The claim of Texas and its allies to standing is preposterous. The Fifth Circuit majority found that the state’s concrete injury lies in the fact that some 500,000 undocumented Texas residents would be entitled under the deferral program to obtain drivers’ licenses, and the state, which charges $25 for a six-year license, would lose “a minimum of $130.89” on each license. “Even a modest estimate would put the loss at several million dollars.” Hmmm. My own user-friendly state of Connecticut charges $66 for an ordinary driver’s license and offers undocumented immigrants a drive-only license (legal authorization to drive, but not to be used for identification) for a $72 fee. I guess the great state of Texas would rather fight the federal government than figure out how to balance its motor vehicle department’s books.
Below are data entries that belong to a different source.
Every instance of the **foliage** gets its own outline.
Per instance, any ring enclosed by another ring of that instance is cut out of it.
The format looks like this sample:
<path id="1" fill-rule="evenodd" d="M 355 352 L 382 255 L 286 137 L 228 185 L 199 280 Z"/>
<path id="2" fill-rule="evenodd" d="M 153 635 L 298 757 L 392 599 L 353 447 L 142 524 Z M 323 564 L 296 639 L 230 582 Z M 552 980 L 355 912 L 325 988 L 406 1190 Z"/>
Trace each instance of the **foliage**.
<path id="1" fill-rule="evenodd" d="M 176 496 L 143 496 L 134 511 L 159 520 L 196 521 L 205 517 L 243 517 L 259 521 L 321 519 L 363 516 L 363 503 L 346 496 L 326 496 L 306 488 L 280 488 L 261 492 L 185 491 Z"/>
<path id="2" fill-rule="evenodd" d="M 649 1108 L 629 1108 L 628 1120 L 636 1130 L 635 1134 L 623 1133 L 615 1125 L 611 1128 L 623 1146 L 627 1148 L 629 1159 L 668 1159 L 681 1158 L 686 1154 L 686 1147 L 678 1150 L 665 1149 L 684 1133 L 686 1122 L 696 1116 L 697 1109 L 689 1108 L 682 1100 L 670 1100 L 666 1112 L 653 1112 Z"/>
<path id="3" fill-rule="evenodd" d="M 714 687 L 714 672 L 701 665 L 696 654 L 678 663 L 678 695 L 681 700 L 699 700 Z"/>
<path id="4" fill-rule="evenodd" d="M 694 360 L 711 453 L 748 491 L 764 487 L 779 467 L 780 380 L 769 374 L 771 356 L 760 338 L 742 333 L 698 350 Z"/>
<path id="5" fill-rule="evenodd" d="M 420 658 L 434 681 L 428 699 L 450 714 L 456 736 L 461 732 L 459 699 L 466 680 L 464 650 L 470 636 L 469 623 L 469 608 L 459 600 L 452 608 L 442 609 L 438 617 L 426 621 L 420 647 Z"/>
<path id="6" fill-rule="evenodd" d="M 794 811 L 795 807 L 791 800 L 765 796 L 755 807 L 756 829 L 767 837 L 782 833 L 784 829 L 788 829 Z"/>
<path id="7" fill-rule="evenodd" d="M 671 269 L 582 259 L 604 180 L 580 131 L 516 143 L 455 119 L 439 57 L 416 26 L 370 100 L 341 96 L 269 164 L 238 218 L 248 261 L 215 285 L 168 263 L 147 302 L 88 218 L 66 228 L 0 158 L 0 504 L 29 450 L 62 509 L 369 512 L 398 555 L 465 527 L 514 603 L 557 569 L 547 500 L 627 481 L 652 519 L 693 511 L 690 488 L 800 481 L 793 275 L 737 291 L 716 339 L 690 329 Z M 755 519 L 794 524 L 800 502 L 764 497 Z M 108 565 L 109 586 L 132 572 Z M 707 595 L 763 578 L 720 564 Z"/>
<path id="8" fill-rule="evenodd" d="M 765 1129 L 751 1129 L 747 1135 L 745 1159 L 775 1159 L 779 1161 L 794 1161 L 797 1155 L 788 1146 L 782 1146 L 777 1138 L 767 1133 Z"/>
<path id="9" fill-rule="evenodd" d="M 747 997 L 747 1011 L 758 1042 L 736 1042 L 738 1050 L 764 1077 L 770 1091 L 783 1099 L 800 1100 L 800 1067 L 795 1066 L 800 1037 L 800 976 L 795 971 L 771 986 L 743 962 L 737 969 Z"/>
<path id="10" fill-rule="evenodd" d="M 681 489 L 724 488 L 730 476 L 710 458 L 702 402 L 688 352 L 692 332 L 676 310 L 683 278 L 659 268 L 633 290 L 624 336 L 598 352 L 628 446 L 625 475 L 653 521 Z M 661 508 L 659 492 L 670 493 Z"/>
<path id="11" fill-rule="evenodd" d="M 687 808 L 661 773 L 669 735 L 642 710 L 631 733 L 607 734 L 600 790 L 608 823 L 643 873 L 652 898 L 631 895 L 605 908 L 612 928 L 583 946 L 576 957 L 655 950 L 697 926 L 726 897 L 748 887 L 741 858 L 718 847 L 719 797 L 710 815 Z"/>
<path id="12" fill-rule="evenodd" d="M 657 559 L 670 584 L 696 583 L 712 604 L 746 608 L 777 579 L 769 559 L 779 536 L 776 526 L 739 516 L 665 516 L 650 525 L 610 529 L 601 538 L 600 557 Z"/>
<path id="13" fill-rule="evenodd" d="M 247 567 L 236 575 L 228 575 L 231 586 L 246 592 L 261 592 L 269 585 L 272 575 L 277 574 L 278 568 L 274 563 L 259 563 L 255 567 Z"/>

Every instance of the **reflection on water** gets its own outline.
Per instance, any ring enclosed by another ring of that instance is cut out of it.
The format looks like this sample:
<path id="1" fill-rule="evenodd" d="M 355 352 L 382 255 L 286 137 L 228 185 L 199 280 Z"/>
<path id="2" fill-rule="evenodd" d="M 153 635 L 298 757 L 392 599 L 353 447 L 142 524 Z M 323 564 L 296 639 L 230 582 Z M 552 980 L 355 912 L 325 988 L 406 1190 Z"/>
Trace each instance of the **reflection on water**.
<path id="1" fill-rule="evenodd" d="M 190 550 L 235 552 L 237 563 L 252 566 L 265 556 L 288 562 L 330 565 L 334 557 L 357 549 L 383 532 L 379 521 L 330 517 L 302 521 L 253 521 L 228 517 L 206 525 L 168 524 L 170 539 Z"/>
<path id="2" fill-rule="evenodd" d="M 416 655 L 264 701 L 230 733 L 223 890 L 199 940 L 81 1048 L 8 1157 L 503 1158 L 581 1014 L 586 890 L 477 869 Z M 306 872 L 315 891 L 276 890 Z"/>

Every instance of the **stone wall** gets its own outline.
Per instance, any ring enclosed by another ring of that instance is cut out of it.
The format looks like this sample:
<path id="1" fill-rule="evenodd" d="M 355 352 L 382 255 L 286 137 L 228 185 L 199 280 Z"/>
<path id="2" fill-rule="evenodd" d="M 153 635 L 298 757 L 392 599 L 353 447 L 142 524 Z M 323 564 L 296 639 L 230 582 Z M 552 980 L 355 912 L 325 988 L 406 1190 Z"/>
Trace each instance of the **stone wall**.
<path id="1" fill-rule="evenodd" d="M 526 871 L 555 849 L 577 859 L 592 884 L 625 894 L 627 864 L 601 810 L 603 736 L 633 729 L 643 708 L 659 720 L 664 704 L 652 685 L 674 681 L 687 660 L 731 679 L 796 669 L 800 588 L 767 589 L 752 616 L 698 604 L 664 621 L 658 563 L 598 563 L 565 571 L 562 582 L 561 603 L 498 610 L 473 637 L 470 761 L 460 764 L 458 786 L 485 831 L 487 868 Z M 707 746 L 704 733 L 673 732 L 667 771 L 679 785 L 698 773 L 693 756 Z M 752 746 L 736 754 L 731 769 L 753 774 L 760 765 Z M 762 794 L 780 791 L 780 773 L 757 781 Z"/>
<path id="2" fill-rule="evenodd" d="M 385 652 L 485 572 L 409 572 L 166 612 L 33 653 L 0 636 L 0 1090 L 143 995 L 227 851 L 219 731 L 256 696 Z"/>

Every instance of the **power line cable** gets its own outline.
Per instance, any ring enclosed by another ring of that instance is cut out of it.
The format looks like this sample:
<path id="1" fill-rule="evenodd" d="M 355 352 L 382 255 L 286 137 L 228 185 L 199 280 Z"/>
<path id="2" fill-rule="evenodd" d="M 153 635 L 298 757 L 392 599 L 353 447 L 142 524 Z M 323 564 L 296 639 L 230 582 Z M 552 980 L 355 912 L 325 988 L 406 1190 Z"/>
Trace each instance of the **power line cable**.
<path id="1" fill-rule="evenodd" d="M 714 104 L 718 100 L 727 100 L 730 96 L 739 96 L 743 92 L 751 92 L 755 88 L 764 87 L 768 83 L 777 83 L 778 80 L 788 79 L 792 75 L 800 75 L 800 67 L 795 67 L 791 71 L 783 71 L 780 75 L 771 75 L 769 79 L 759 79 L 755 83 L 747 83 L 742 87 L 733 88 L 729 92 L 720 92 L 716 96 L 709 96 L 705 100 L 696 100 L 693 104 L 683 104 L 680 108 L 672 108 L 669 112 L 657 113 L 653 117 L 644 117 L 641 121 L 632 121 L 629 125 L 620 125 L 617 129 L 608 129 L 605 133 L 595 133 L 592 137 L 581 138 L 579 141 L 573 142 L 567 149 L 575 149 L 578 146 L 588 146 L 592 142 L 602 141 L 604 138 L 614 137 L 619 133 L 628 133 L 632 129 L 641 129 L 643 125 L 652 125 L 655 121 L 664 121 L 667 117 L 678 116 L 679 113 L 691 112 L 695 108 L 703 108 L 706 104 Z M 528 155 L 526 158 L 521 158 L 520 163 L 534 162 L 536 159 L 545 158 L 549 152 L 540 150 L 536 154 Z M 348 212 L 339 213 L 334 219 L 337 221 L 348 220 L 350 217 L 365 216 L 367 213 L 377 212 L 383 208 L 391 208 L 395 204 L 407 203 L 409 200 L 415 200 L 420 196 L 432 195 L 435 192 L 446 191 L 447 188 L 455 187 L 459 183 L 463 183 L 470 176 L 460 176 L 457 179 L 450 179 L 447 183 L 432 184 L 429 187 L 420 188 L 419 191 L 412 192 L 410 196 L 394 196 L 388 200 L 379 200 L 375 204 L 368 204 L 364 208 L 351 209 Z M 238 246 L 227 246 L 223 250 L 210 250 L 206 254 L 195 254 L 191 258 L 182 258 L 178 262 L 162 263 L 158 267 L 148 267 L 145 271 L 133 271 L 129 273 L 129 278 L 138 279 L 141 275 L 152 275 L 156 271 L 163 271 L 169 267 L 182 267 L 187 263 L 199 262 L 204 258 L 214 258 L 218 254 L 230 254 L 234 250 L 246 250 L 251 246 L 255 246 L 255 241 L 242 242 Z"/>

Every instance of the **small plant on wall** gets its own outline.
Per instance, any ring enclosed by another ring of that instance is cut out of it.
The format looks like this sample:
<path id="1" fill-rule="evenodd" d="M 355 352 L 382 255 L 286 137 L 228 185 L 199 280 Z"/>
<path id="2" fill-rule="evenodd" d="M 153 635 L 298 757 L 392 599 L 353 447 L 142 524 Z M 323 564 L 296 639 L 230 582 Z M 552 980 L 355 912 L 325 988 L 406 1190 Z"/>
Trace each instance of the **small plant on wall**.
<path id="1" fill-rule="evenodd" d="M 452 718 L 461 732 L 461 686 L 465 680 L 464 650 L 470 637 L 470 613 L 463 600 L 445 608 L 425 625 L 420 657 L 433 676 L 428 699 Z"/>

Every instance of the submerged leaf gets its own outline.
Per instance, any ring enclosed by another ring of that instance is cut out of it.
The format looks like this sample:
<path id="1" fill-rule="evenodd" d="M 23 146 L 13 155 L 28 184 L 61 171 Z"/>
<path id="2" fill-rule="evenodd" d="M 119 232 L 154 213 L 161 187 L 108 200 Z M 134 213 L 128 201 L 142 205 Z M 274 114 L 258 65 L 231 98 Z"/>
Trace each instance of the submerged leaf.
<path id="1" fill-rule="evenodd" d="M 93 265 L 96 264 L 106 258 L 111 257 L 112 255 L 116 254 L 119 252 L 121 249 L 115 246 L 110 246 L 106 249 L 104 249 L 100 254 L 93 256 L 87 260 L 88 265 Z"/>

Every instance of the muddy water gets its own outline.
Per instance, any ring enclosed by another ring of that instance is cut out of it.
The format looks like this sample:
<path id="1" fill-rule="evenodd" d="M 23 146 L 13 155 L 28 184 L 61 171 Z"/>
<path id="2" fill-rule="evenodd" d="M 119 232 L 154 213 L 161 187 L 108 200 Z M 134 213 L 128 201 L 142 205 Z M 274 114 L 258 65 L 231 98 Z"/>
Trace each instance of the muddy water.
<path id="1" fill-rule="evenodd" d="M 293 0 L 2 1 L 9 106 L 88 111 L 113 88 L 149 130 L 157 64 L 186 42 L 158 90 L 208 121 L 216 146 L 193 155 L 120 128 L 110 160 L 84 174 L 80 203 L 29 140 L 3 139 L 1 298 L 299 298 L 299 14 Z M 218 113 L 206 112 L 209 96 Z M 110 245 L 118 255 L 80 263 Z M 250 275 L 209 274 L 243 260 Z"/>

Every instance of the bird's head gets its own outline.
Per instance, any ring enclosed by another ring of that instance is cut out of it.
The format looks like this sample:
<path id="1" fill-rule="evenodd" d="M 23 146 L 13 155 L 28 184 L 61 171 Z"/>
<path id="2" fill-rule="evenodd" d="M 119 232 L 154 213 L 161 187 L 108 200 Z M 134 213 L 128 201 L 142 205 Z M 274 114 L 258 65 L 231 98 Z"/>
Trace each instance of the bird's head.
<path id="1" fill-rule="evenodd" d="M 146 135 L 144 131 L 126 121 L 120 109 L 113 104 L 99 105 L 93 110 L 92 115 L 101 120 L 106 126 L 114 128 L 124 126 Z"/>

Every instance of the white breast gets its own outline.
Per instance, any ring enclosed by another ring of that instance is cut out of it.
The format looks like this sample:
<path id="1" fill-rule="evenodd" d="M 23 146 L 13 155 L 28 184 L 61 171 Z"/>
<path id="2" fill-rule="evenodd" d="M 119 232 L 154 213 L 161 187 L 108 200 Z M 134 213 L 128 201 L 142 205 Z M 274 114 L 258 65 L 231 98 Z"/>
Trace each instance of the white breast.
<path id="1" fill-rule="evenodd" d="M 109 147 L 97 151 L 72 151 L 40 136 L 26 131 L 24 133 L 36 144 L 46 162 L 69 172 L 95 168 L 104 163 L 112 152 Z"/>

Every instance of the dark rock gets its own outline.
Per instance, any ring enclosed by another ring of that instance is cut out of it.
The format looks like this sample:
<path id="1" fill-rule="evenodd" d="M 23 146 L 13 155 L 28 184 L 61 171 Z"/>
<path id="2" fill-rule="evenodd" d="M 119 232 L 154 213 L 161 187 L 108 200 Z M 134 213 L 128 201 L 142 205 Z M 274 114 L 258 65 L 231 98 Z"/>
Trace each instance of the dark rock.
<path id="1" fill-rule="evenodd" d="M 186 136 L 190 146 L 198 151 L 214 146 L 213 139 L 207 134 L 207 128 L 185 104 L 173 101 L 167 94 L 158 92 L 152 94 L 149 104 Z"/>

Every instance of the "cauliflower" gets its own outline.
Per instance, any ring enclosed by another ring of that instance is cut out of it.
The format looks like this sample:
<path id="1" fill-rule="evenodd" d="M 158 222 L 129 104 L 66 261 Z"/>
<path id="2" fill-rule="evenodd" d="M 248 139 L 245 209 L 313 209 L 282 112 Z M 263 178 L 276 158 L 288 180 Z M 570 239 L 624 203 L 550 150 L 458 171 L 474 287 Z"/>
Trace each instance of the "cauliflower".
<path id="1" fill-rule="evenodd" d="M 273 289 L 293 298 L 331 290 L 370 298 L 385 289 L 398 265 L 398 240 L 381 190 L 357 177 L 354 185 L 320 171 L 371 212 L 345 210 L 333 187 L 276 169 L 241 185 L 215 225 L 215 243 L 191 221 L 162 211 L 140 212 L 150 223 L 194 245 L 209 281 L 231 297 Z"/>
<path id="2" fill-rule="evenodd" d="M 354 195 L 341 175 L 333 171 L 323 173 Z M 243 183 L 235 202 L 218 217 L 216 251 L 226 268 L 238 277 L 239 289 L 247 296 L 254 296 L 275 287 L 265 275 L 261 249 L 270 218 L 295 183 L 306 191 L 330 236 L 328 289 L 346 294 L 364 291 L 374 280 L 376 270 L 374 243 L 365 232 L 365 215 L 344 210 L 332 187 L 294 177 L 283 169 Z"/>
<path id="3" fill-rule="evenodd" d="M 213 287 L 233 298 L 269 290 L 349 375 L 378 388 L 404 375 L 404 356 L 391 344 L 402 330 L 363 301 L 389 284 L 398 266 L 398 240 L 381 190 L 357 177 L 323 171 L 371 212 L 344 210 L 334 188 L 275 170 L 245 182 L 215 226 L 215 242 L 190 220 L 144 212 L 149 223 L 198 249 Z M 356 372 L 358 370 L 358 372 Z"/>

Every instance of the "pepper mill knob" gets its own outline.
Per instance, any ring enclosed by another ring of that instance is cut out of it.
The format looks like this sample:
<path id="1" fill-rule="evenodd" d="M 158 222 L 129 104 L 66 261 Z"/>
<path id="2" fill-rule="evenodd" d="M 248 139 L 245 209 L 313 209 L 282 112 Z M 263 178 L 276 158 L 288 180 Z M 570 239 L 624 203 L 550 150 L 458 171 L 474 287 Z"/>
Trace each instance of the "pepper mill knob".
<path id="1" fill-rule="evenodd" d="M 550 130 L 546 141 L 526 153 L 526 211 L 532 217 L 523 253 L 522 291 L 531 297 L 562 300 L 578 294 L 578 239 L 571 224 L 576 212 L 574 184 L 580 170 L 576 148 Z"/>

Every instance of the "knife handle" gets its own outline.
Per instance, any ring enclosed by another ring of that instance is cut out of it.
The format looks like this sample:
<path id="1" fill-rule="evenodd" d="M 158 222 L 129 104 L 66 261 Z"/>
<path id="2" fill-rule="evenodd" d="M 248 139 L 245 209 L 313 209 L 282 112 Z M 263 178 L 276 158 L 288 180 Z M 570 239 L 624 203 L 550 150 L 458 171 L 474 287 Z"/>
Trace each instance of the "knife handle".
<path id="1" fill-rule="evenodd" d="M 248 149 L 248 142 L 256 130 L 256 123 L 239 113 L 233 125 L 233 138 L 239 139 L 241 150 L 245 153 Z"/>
Former U.S. Solicitor General Walter Dellinger echoed this sentiment in an amicus brief filed with the Supreme Court in support of the immigration executive actions. “Indeed,” Dellinger asserted, far from meeting the rigorous demand of standing, “this case has all the trappings of an epic political battle”.

And, again, Linda Greenhouse, seeming to directly address Chief Justice Roberts, wrote on February 4, 2016, in a piece entitled The Supreme Court vs. The President, that the Texas lawsuit against the immigration executive actions had no place in court. “This is a case that should have been tossed out of Federal District Court in the first instance.” Greenhouse said. “Instead,” she continued, “its stakes are now heightened enormously. If the justices approach their task as judges and not as politicians, the administration will easily prevail. It is the Roberts court that now needs to take care.’

Indeed it is.

And Chief Justice Roberts, in particular, must take care that his well settled respect for the strict rules of standing are not compromised by the toxic partisan politics that seek to intrude upon the hallowed institution currently in his trust.